SDSC's work is already influencing how surgeons and healthcare professionals think about surgery and its quantification. At Stanford, Pangal is involved in a project focusing on external ventricular drain (EVD) placements, a routine neurosurgical procedure. By quantifying the actions and tracking them over time, SDSC's infrastructure opens up new avenues for answering critical questions and driving innovation.

One of the key strengths of SDSC's approach lies in the involvement of medical experts throughout the process. As Pangal emphasizes, "At the end of the day, if your target audience is surgeons, then you're going to need surgeons involved in deciding how these models work and helping guide models to the right direction."
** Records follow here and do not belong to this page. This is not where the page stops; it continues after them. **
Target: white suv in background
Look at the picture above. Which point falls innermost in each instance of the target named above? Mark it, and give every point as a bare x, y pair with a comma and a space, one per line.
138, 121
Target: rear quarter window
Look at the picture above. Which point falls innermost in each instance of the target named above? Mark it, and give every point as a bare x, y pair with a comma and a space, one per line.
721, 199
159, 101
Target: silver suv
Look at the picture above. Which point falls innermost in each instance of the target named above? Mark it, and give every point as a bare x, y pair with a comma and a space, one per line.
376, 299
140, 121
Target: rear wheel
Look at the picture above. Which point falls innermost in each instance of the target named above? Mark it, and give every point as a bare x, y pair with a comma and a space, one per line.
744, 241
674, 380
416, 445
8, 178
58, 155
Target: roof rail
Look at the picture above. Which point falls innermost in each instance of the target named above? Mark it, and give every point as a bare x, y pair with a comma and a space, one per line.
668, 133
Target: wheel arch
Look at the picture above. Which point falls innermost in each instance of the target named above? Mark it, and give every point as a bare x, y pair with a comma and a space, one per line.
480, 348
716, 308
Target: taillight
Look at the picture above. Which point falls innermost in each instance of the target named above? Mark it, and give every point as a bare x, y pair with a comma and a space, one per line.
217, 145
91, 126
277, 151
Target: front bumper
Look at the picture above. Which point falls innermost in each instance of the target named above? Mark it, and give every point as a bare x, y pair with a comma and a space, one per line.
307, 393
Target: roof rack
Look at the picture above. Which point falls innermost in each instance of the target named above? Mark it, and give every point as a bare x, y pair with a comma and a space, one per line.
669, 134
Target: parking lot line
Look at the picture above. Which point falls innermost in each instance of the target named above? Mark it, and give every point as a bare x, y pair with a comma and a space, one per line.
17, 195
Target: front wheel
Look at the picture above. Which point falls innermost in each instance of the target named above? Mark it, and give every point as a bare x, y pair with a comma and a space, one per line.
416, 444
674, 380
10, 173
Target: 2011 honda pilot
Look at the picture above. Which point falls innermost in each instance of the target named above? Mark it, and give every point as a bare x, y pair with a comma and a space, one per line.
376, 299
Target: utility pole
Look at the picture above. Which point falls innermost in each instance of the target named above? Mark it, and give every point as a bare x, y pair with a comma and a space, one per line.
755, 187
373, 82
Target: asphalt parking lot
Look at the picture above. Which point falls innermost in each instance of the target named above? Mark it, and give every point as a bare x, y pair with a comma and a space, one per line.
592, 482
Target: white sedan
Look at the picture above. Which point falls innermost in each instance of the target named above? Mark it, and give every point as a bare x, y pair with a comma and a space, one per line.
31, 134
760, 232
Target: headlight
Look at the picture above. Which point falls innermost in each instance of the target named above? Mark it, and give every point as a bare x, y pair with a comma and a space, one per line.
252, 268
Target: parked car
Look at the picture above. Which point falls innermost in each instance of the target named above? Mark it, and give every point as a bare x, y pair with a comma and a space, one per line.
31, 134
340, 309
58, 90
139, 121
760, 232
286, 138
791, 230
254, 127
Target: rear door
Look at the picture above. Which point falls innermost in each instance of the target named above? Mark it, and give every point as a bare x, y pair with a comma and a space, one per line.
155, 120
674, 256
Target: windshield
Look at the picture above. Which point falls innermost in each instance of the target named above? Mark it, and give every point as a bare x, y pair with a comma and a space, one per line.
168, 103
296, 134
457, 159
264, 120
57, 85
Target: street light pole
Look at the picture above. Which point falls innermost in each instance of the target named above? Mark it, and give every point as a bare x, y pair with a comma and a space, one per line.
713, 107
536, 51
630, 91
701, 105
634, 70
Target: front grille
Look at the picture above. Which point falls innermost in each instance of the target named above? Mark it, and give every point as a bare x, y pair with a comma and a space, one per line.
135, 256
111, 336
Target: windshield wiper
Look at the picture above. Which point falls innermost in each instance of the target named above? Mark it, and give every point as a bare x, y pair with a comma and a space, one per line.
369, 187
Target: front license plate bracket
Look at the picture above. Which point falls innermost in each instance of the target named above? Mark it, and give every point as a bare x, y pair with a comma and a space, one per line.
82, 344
The operating room is a high-stakes environment, and the collaboration between surgeons and engineers is crucial for translating machine learning models into actionable insights and real-world applications. SDSC is bridging the gap between model detections and clinical context.

Dr. Pangal and colleague in the simulation lab.

As SDSC continues to push the boundaries of surgical video analysis by harnessing the power of data and artificial intelligence, SDSC is paving the way for a future where surgical excellence is not just an aspiration but a quantifiable, data-driven reality.